AK: We are dealing very intensely with the issue of young people. Our position is that the policies to be pursued must be the key issue and not just the role of the individual. Young people feel that they are being marginalized, that no one cares about them, that they can’t be understood and that we do not include their demands in the policies we are pursuing. We must see how we can change this, because if you don’t take steps in this direction, you will not only lose them only for an election, but for much more as well, unfortunately.
We are striving to be consistent on issues of principle and approach young people with a sincere desire to genuinely listen to them. Sometimes politicians become examples to be avoided.

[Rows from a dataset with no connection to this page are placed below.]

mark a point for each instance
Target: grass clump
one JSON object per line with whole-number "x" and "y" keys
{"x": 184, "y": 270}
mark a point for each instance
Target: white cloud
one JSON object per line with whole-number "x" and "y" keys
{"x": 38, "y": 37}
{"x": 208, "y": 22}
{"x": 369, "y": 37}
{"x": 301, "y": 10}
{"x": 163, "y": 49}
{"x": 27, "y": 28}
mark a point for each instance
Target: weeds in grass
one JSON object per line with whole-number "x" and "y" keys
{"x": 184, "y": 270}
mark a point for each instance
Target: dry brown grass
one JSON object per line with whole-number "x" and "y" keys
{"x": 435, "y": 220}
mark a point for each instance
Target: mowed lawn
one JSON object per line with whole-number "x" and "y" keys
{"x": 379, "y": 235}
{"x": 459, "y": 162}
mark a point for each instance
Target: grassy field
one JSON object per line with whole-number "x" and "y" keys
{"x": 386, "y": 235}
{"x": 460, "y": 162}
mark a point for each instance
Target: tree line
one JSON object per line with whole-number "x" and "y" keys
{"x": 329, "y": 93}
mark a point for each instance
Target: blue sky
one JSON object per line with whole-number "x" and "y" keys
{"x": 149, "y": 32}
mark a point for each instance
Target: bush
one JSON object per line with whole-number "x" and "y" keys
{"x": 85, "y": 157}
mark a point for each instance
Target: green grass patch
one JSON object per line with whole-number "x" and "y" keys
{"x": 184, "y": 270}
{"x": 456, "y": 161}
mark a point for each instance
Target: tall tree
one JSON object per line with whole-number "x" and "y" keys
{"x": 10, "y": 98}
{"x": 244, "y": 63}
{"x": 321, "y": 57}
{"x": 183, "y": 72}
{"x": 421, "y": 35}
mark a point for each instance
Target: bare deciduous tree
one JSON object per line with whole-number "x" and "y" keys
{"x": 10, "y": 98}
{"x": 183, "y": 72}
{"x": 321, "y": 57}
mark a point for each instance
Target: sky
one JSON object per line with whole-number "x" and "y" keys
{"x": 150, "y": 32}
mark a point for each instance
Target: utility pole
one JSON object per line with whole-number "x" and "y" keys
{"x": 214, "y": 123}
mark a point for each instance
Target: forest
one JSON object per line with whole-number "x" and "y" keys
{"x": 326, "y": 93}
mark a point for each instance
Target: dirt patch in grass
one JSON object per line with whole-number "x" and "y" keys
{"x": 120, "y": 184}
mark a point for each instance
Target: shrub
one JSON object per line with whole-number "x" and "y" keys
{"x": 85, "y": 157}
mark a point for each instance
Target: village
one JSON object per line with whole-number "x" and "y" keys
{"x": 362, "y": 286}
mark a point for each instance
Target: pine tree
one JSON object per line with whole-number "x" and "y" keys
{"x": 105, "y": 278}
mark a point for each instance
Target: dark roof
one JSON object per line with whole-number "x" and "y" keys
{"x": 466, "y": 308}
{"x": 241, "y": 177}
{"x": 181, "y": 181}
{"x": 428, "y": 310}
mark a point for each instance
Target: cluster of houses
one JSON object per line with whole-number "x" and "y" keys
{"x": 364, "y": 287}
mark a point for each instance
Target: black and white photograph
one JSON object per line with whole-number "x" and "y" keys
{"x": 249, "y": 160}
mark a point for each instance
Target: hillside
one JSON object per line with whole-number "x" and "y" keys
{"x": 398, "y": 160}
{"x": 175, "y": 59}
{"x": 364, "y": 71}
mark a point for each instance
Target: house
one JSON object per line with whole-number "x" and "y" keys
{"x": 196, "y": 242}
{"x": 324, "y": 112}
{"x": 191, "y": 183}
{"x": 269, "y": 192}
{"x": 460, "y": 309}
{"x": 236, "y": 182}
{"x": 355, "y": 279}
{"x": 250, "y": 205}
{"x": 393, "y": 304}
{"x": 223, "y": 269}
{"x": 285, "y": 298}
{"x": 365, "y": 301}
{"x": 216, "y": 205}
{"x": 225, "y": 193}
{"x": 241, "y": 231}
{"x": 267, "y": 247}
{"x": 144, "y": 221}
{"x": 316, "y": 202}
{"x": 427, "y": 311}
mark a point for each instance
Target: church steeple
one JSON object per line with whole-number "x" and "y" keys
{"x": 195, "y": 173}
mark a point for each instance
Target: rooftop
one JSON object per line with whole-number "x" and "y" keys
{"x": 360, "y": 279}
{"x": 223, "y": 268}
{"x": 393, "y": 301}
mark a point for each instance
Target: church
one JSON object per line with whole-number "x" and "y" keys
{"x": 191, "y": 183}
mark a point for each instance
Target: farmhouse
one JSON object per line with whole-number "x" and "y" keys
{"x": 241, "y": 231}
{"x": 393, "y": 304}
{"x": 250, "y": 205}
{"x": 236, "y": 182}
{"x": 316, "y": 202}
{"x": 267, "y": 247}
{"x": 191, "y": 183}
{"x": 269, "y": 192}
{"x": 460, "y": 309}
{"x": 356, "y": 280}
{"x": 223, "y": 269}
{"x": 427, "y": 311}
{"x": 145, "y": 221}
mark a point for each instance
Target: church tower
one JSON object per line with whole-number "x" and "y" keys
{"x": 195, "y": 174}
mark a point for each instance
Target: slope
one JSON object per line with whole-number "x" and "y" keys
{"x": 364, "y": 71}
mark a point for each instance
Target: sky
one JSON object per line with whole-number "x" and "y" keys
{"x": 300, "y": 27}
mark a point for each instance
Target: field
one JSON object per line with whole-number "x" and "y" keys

Political involvement shouldn’t be seen by certain politicians as a theatre in which they act according to circumstantial interests.
“The Government has failed yet again”
AK: You reacted strongly to the government’s appointment of the new Ombudsman. Did you expect a different approach from the President on this issue?
AK: I want to be clear on this issue. Under no circumstance was it our intention to come into conflict with Mrs. Lottides. We don’t question neither her capabilities, nor her knowledge or personality.
On the contrary, we respect her. However, what we are judging is the decision of the Ministerial Cabinet. It is generally admitted that there was another person who had the necessary capabilities, knowledge and experience to be appointed to this post. This person has been at the Ombudsman for 25 years, working professionally in his post, being effective in his duties and with the necessary sensitivity.
This naturally should have been the proposal to the House. Unfortunately, yet again, the government has failed to correctly rank its priorities and demands. Instead of choosing the most appropriate priority, it has made other options. Everyone can have his/her thoughts about the reasons why it acted in this way. We believe that there was a better proposal that should have been tabled.